Please help if you can because I’ve checked again and again and can’t see where I’m going wrong. Please check I am allocating the arrays properly and accessing them correctly. The spheres render, randomly as they should but there seem to be two (consistently) massive spheres in the center of the screen, even though the radius’ are all set at a constant 0.5f.
Anyone? It seems if I comment out the texture that stores the spheres materials then the spheres get rendered correctly, with all the same radius values, as they should be.
Yes, but for some reason when I set a breakpoint, i always = 0 and I can’t see what the values of the radius’ for the other spheres are. I doubt this would help though, because I know all the radius aren’t what they should be. I’ve checked at the point when the radius’ are set and copied to the texture memory and this seems ok, which leads me to believe it’s something to do with tex1Dfetch.
That’s because every thread will execute in an “emulated parallel,” so they will alternate execution. Just set the condition threadIdx.x == 0 in the breakpoint condition; that should clear it up.
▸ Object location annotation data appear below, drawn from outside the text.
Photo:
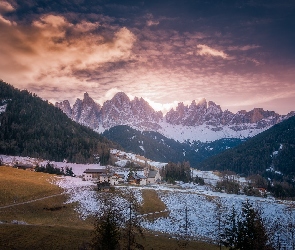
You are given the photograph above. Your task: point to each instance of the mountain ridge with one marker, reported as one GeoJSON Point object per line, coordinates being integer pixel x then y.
{"type": "Point", "coordinates": [203, 121]}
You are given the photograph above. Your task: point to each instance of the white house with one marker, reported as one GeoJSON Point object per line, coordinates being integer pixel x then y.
{"type": "Point", "coordinates": [153, 176]}
{"type": "Point", "coordinates": [93, 174]}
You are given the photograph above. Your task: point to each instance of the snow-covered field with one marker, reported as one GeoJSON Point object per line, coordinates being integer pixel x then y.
{"type": "Point", "coordinates": [200, 201]}
{"type": "Point", "coordinates": [205, 132]}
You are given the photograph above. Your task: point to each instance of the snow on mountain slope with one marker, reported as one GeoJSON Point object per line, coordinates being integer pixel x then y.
{"type": "Point", "coordinates": [205, 133]}
{"type": "Point", "coordinates": [3, 108]}
{"type": "Point", "coordinates": [203, 121]}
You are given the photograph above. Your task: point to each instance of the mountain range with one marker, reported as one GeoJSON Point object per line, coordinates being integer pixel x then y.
{"type": "Point", "coordinates": [30, 126]}
{"type": "Point", "coordinates": [203, 121]}
{"type": "Point", "coordinates": [272, 151]}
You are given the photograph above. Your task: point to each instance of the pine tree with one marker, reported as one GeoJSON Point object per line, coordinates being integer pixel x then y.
{"type": "Point", "coordinates": [107, 226]}
{"type": "Point", "coordinates": [230, 235]}
{"type": "Point", "coordinates": [251, 231]}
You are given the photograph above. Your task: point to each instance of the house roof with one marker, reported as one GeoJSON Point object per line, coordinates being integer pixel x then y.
{"type": "Point", "coordinates": [152, 174]}
{"type": "Point", "coordinates": [96, 171]}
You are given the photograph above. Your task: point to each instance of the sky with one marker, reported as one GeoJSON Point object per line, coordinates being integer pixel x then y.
{"type": "Point", "coordinates": [239, 54]}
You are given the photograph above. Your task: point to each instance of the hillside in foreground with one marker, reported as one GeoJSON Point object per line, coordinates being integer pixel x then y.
{"type": "Point", "coordinates": [273, 149]}
{"type": "Point", "coordinates": [33, 127]}
{"type": "Point", "coordinates": [53, 223]}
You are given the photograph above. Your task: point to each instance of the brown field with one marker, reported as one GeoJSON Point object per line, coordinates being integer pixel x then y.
{"type": "Point", "coordinates": [151, 202]}
{"type": "Point", "coordinates": [19, 185]}
{"type": "Point", "coordinates": [52, 224]}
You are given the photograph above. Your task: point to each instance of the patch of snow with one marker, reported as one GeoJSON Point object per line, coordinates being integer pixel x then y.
{"type": "Point", "coordinates": [3, 108]}
{"type": "Point", "coordinates": [205, 133]}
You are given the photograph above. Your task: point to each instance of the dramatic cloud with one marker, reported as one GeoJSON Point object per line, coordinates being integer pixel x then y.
{"type": "Point", "coordinates": [164, 52]}
{"type": "Point", "coordinates": [50, 50]}
{"type": "Point", "coordinates": [206, 50]}
{"type": "Point", "coordinates": [6, 7]}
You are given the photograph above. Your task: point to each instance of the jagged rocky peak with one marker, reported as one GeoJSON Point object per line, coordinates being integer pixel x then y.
{"type": "Point", "coordinates": [65, 107]}
{"type": "Point", "coordinates": [195, 114]}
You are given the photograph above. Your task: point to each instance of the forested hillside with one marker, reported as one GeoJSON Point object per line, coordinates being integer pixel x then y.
{"type": "Point", "coordinates": [32, 127]}
{"type": "Point", "coordinates": [157, 147]}
{"type": "Point", "coordinates": [273, 149]}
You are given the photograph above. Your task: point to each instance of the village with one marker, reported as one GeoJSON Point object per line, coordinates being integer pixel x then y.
{"type": "Point", "coordinates": [105, 177]}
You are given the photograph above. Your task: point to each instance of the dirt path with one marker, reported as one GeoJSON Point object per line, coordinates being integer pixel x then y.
{"type": "Point", "coordinates": [26, 202]}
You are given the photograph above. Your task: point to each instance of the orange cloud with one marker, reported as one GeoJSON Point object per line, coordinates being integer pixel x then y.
{"type": "Point", "coordinates": [46, 52]}
{"type": "Point", "coordinates": [6, 7]}
{"type": "Point", "coordinates": [206, 50]}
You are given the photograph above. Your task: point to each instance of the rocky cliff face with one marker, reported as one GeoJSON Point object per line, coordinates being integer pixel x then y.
{"type": "Point", "coordinates": [211, 114]}
{"type": "Point", "coordinates": [137, 113]}
{"type": "Point", "coordinates": [120, 110]}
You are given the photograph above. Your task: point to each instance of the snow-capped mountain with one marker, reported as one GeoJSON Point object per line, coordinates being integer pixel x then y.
{"type": "Point", "coordinates": [203, 121]}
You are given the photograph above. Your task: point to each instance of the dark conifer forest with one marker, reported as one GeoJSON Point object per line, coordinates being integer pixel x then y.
{"type": "Point", "coordinates": [273, 149]}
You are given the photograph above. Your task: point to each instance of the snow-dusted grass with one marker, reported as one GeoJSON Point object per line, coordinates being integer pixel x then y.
{"type": "Point", "coordinates": [200, 201]}
{"type": "Point", "coordinates": [205, 132]}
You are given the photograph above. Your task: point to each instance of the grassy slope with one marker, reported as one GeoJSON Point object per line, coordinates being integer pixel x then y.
{"type": "Point", "coordinates": [19, 185]}
{"type": "Point", "coordinates": [53, 224]}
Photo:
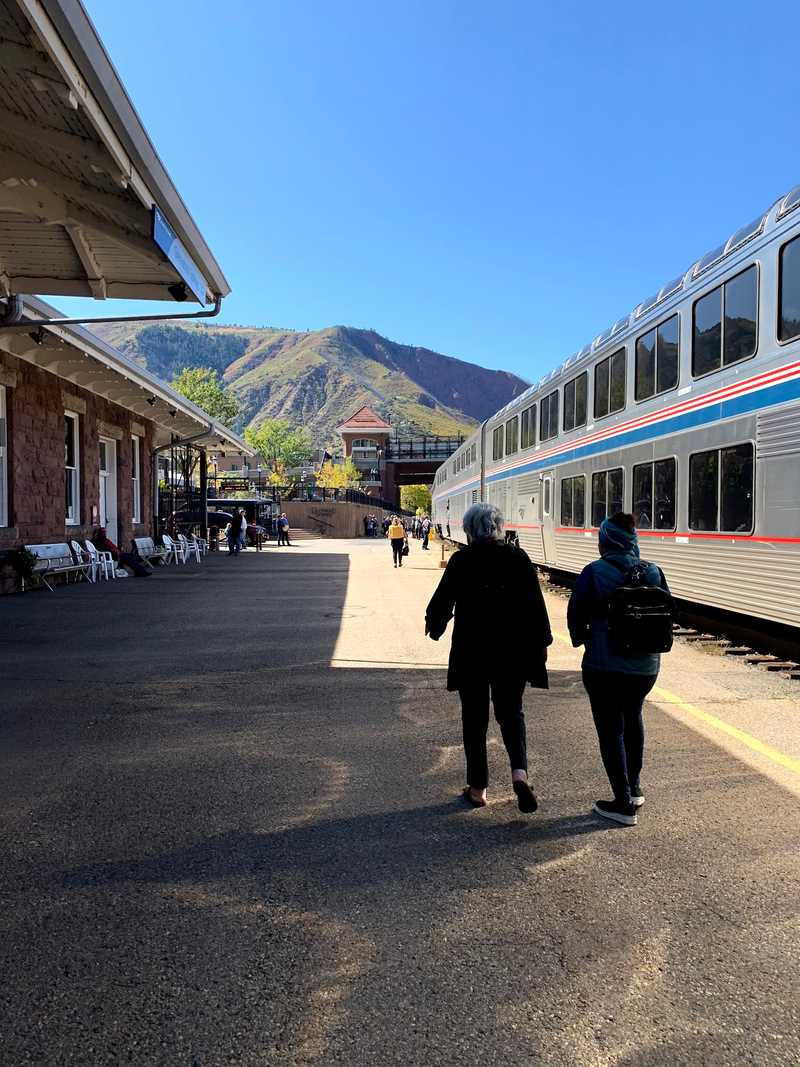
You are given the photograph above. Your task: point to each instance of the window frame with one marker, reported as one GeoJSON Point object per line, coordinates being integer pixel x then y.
{"type": "Point", "coordinates": [574, 382]}
{"type": "Point", "coordinates": [548, 398]}
{"type": "Point", "coordinates": [512, 424]}
{"type": "Point", "coordinates": [652, 463]}
{"type": "Point", "coordinates": [606, 472]}
{"type": "Point", "coordinates": [76, 520]}
{"type": "Point", "coordinates": [796, 337]}
{"type": "Point", "coordinates": [721, 285]}
{"type": "Point", "coordinates": [607, 359]}
{"type": "Point", "coordinates": [656, 328]}
{"type": "Point", "coordinates": [4, 518]}
{"type": "Point", "coordinates": [719, 449]}
{"type": "Point", "coordinates": [136, 479]}
{"type": "Point", "coordinates": [527, 411]}
{"type": "Point", "coordinates": [572, 525]}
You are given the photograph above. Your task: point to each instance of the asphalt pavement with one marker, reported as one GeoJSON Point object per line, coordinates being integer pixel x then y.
{"type": "Point", "coordinates": [232, 833]}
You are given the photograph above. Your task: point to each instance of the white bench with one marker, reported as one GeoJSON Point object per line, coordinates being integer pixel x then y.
{"type": "Point", "coordinates": [52, 559]}
{"type": "Point", "coordinates": [147, 550]}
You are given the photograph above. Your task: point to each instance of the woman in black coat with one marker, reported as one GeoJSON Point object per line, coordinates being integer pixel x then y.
{"type": "Point", "coordinates": [499, 643]}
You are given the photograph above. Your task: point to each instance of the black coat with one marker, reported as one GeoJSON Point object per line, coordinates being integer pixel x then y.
{"type": "Point", "coordinates": [501, 626]}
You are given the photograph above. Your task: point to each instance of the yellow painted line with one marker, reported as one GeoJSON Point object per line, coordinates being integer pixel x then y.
{"type": "Point", "coordinates": [664, 696]}
{"type": "Point", "coordinates": [745, 738]}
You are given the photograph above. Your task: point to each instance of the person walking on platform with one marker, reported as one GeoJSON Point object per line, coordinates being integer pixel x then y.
{"type": "Point", "coordinates": [283, 530]}
{"type": "Point", "coordinates": [499, 643]}
{"type": "Point", "coordinates": [396, 534]}
{"type": "Point", "coordinates": [425, 530]}
{"type": "Point", "coordinates": [617, 677]}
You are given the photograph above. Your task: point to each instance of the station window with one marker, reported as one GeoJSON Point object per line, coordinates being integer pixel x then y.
{"type": "Point", "coordinates": [548, 416]}
{"type": "Point", "coordinates": [529, 427]}
{"type": "Point", "coordinates": [72, 464]}
{"type": "Point", "coordinates": [725, 323]}
{"type": "Point", "coordinates": [136, 478]}
{"type": "Point", "coordinates": [654, 495]}
{"type": "Point", "coordinates": [512, 435]}
{"type": "Point", "coordinates": [609, 384]}
{"type": "Point", "coordinates": [788, 299]}
{"type": "Point", "coordinates": [721, 490]}
{"type": "Point", "coordinates": [607, 494]}
{"type": "Point", "coordinates": [573, 500]}
{"type": "Point", "coordinates": [575, 401]}
{"type": "Point", "coordinates": [657, 360]}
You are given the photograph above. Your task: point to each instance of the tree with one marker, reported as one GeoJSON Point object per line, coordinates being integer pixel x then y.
{"type": "Point", "coordinates": [413, 497]}
{"type": "Point", "coordinates": [281, 445]}
{"type": "Point", "coordinates": [202, 386]}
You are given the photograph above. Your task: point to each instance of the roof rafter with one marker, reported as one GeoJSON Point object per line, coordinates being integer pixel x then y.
{"type": "Point", "coordinates": [86, 256]}
{"type": "Point", "coordinates": [69, 144]}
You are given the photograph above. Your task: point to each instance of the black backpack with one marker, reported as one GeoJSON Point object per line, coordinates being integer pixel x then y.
{"type": "Point", "coordinates": [639, 615]}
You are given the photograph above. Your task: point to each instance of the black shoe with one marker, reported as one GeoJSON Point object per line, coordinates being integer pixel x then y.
{"type": "Point", "coordinates": [616, 812]}
{"type": "Point", "coordinates": [526, 797]}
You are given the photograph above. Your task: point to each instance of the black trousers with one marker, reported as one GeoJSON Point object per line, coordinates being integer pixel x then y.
{"type": "Point", "coordinates": [507, 697]}
{"type": "Point", "coordinates": [617, 701]}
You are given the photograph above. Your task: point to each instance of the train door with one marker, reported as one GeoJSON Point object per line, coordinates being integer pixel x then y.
{"type": "Point", "coordinates": [547, 509]}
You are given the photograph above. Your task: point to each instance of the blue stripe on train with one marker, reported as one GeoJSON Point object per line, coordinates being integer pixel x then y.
{"type": "Point", "coordinates": [714, 413]}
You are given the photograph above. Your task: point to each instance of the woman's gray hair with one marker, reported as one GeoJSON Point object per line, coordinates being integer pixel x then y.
{"type": "Point", "coordinates": [482, 522]}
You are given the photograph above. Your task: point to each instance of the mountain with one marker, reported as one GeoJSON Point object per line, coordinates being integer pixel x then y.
{"type": "Point", "coordinates": [319, 378]}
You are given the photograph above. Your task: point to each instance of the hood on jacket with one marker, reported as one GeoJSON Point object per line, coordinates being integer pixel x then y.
{"type": "Point", "coordinates": [614, 539]}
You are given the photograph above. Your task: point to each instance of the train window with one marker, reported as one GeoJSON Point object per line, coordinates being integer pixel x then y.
{"type": "Point", "coordinates": [657, 360]}
{"type": "Point", "coordinates": [548, 416]}
{"type": "Point", "coordinates": [575, 401]}
{"type": "Point", "coordinates": [573, 500]}
{"type": "Point", "coordinates": [654, 495]}
{"type": "Point", "coordinates": [721, 490]}
{"type": "Point", "coordinates": [528, 427]}
{"type": "Point", "coordinates": [607, 494]}
{"type": "Point", "coordinates": [788, 300]}
{"type": "Point", "coordinates": [609, 384]}
{"type": "Point", "coordinates": [725, 323]}
{"type": "Point", "coordinates": [512, 435]}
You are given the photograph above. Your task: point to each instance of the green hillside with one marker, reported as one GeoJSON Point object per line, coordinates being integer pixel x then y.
{"type": "Point", "coordinates": [319, 378]}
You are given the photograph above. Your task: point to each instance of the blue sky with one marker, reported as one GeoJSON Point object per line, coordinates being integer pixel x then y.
{"type": "Point", "coordinates": [496, 181]}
Ok, I’ve debugged it now and it seems that both my sphereData and spheresMaterial textures seem to be interleaved. So if I do tex2Dfetch([name of texture], 0) the output is fine. If I do tex2Dfetch([name of texture], 1), then the first two elements of the float4 sphereData are actually the spheresMaterials values and the second two are correct. If I do tex2Dfetch([name of texture], 2), then the last two elements of the float4 sphereData are the spheresMaterials values and the first two are correct. when fetching from address 3, the values are correct again. What’s going on?! I’ve tried adding an offset to the spheresMateriall texture, but not sure what this does and didn’t seem to fix it. Should I be using the same address value to be fetching from both textures? Please check out the code above again if in doubt.
It seems now, when I step through the code and debug, that the values of the four floats are separated by two zeros each time. Here is a picture describing texture memory, where X is useful spehereData and - is crappy zeros:
XXXX–XXXX–XXXX. Obviously using tex1Dfetch, picks up these zeros and messes up the positions of my sphere. So my question is how to get rid of those zeros and why are they appearing?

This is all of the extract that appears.